ÖĞRETMENLERİMİZE -3

Bu arada Fatma ara sıra rahatsızlanıyor ve revirde yatıyordu. Zaman geçtikçe Fatma’nın morali ve sağlığı daha da çok bozuluyordu. Bir gün dersini 2 kez aksatınca sordum. “Ne oldu yoksa anneni mi özledin?” “Hayır!” Dedi. “-Neden moralin bozuk Sık sıkta hasta oluyorsun dedim”.
-Yanlış anlamayın, inan ki annemi özleyip te gitmek istediğim yok. Burayı çok seviyorum. Allah’ımdan çok korkuyorum. Buraları terk edersem bana ahirette hesabını sormaz mı?

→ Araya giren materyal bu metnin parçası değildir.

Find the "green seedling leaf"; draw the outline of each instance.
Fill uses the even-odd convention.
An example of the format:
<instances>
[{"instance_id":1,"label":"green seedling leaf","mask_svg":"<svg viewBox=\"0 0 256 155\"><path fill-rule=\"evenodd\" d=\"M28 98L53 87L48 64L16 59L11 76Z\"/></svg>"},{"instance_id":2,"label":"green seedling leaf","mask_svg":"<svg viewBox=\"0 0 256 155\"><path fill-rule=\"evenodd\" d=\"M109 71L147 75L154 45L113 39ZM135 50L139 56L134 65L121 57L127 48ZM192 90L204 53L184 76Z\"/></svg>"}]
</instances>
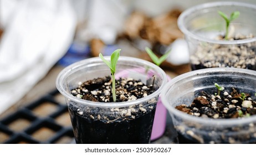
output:
<instances>
[{"instance_id":1,"label":"green seedling leaf","mask_svg":"<svg viewBox=\"0 0 256 155\"><path fill-rule=\"evenodd\" d=\"M157 66L160 66L162 62L163 62L168 57L168 55L171 53L171 50L168 50L166 52L165 54L162 55L160 58L156 56L155 53L148 47L145 48L146 51L150 56L150 58L151 58L152 61L153 63L157 65Z\"/></svg>"},{"instance_id":2,"label":"green seedling leaf","mask_svg":"<svg viewBox=\"0 0 256 155\"><path fill-rule=\"evenodd\" d=\"M118 58L120 55L121 49L117 49L115 50L111 54L111 68L113 71L112 74L115 74L116 72L116 66L117 63Z\"/></svg>"},{"instance_id":3,"label":"green seedling leaf","mask_svg":"<svg viewBox=\"0 0 256 155\"><path fill-rule=\"evenodd\" d=\"M218 95L219 95L221 91L223 90L224 88L223 86L220 86L217 83L214 83L214 85L218 89Z\"/></svg>"},{"instance_id":4,"label":"green seedling leaf","mask_svg":"<svg viewBox=\"0 0 256 155\"><path fill-rule=\"evenodd\" d=\"M221 17L222 17L222 18L223 18L223 19L226 20L227 23L229 22L229 19L228 19L228 17L227 16L227 14L226 14L225 13L224 13L223 12L220 11L218 11L218 13L219 13L219 15L221 15Z\"/></svg>"},{"instance_id":5,"label":"green seedling leaf","mask_svg":"<svg viewBox=\"0 0 256 155\"><path fill-rule=\"evenodd\" d=\"M238 116L239 116L239 117L243 117L243 111L242 111L242 110L239 110L237 111L237 112L238 112Z\"/></svg>"},{"instance_id":6,"label":"green seedling leaf","mask_svg":"<svg viewBox=\"0 0 256 155\"><path fill-rule=\"evenodd\" d=\"M218 13L225 20L226 24L226 35L225 35L225 40L228 40L228 30L229 27L229 23L231 21L234 20L236 18L238 18L240 16L240 12L239 11L235 11L231 13L229 18L228 18L228 16L224 13L219 11Z\"/></svg>"},{"instance_id":7,"label":"green seedling leaf","mask_svg":"<svg viewBox=\"0 0 256 155\"><path fill-rule=\"evenodd\" d=\"M101 53L100 53L100 54L99 55L99 56L100 56L100 59L101 59L103 62L104 62L109 66L109 68L110 69L112 73L113 71L113 69L112 69L112 65L111 65L111 63L107 61L107 60L106 60L104 58L104 57L103 57L103 55L102 55Z\"/></svg>"},{"instance_id":8,"label":"green seedling leaf","mask_svg":"<svg viewBox=\"0 0 256 155\"><path fill-rule=\"evenodd\" d=\"M235 11L234 12L232 12L231 13L231 15L230 16L230 21L234 20L234 19L237 19L240 16L240 12L239 11Z\"/></svg>"},{"instance_id":9,"label":"green seedling leaf","mask_svg":"<svg viewBox=\"0 0 256 155\"><path fill-rule=\"evenodd\" d=\"M244 101L244 99L245 99L246 94L244 94L244 92L242 92L240 94L241 94L241 97L239 97L239 98L243 101Z\"/></svg>"},{"instance_id":10,"label":"green seedling leaf","mask_svg":"<svg viewBox=\"0 0 256 155\"><path fill-rule=\"evenodd\" d=\"M119 58L120 53L121 49L117 49L112 53L110 56L110 61L107 61L106 59L103 57L101 53L100 53L99 56L104 62L107 66L109 66L111 73L111 79L112 79L112 94L113 96L113 101L116 101L116 80L115 78L115 73L116 72L116 66L117 63L118 59Z\"/></svg>"}]
</instances>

Bir şey diyemedim. Suçlu bile hissettim kendimi. O küçük kalpte bu ne imandı Ya Rabbi! Onu hayranlıkla izliyordum. Bir gün çok rahatsızlandı. Doktora götürmek zorunda kaldık. Birçok tahlillerden sonra arkadaşım olan doktor hanım:
-Hoca hanım derhal bu talebeyi ailesinin yanına gönder dedi. Şaşkınlıkla: “-Neden diye sordum”. Bana: “-Belki üzülecek hatta inanmayacaksın ama bu talebe “Kanser”.
Adeta başımdan aşağıya kaynar sular dökülmüştü. Sanki her tarafıma Rabbimin Rahmet sıfatı tecelli etmiş, şefkat sarmıştı. Hastaneden ayrılırken Fatma’ya hiç bir şey diyemedim. Oysa anlamış gibi bana sorular sorup dikkatimi dağıtmaya çalışıyordu.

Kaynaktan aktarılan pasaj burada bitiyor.